Préface de Pierre LAROUSSE (suite)
La grammaire comparée, une des plus belles conquêtes de la science du langage, a été traitée avec tous les développements qu'elle mérite. Comme pour la partie étymologique, nous avons exclusivement employé la méthode scientifique, telle qu'elle est aujourd'hui constituée et appliquée en Allemagne et en Angleterre. Là encore, nous sommes sorti de l'ornière classique et nous avons singulièrement agrandi le champ de notre sujet. Le rôle des particules, des prépositions, des conjonctions, les lois phonétiques auxquelles obéissent les langues, le mécanisme physique et intellectuel de la pensée, tout a été scrupuleusement étudié et exposé d'après les données les plus récentes.
Enfin, comme corollaire du système que nous avons suivi à l'égard de l'ensemble des connaissances constituant la science du langage, nous avons cru devoir, pour être complet, donner une place convenable aux principaux monuments des littératures orientales, si peu ou si mal appréciées encore en France. Ces monuments sont la base même des investigations de la science du langage, et en dehors de leur valeur purement littéraire, que nous avons également mise en valeur, ils possèdent aux yeux du linguiste, un prix inestimable. Les grandes épopées, les traditions religieuses et philosophiques, les travaux scientifiques et historiques de l'Inde, de la Perse, des races indo-européennes ou aryennes, de l'Egypte, du Japon, de la Chine, de l'Arabie, et même des peuples secondaires ou presque inconnus, Turcs, Tartares, Mexicains, Finnois, nations de l'Afrique, de l'Amérique et de l'Océanie, ont été, lorsqu'ils en étaient dignes, mentionnés à leur ordre alphabétique et analysés en raison de leur importance.
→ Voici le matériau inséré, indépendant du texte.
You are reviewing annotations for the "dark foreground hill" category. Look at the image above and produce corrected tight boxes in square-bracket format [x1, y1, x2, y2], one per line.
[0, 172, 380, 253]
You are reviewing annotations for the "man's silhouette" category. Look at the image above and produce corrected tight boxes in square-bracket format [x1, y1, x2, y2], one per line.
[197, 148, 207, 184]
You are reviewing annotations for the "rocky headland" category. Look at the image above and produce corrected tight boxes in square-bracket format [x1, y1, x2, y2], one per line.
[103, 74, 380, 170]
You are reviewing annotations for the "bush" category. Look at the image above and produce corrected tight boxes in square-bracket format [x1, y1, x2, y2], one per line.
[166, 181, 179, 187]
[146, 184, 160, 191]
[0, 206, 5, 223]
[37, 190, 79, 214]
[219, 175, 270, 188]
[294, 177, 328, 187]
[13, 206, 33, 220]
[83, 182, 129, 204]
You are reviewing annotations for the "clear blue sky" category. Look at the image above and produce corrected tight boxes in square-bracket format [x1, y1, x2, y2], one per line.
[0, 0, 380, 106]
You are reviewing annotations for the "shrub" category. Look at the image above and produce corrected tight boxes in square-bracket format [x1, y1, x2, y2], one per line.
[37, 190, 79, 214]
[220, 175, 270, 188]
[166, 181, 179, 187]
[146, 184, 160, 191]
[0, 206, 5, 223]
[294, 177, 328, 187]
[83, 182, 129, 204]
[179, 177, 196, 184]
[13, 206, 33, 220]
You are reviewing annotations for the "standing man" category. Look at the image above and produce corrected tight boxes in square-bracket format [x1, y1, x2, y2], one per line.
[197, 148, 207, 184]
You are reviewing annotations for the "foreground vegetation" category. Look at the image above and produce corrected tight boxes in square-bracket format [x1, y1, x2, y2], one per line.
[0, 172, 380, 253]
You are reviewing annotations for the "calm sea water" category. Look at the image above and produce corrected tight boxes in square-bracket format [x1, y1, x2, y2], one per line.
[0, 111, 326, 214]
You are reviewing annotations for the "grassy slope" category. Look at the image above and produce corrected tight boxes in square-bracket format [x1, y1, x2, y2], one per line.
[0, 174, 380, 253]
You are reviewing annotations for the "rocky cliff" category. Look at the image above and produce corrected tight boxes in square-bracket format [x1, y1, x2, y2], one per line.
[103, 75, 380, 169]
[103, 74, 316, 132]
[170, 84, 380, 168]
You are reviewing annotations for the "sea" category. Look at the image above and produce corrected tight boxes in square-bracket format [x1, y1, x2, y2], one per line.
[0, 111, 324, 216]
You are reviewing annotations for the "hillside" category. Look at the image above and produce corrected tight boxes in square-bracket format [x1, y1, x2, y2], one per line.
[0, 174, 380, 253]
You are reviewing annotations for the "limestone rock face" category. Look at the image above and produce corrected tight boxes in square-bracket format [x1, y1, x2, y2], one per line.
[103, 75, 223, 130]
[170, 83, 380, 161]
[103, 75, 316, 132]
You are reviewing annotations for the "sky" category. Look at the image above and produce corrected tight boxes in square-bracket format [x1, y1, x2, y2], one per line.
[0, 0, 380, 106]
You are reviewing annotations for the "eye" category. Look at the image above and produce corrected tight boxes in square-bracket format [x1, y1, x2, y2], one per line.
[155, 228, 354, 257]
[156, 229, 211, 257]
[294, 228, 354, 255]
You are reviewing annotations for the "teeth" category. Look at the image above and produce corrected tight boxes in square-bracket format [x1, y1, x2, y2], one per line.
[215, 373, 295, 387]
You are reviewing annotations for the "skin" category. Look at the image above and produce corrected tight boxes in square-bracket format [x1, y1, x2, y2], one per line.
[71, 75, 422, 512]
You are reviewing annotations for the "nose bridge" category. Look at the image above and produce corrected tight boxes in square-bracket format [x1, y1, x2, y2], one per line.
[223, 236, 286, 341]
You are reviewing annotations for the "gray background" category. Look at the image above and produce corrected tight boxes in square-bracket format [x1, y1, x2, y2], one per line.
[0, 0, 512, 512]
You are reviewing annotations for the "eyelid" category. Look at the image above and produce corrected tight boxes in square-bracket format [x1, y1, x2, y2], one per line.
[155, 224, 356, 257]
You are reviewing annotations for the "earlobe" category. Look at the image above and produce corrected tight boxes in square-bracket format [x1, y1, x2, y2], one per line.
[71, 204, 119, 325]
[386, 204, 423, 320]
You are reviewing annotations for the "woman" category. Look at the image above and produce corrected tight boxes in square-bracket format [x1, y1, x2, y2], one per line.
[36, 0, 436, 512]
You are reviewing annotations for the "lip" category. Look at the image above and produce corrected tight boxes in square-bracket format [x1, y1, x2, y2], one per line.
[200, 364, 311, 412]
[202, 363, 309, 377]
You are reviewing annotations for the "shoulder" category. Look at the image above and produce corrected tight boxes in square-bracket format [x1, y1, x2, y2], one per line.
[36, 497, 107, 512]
Une des parties les plus importantes traitées dans le Grand Dictionnaire, c'est l'histoire. Nous l'avons traitée avec l'impartialité la plus complète, en dehors de toute opinion préconçue, nous affranchissant, autant qu'il a été en notre pouvoir, de cet esprit systématique, ou de parti, qui dicte si souvent les jugements de l'historien ; nous n'avons pas cherché à plier les faits aux exigences de telle ou telle opinion, nous les avons présentés sous leur véritable jour, sans ménagement comme sans faiblesse, et nous en avons tiré les conséquences qui découlaient naturellement de cette exposition impartiale. N'ayant pris pour guide que les inspirations de notre conscience, nous n'avons pas falsifié l'histoire, nous l'avons racontée, sans nous inquiéter de savoir si un fait demeurait à la charge ou était acquis au bénéfice d'un parti. Vitam impendere vero, telle pourrait être le devise du Grand Dictionnaire universel, si l'immortel auteur du Contrat social ne s'en était pas créé une propriété pour ainsi dire inaliénable, dont il serait prétentieux de revendiquer l'héritage.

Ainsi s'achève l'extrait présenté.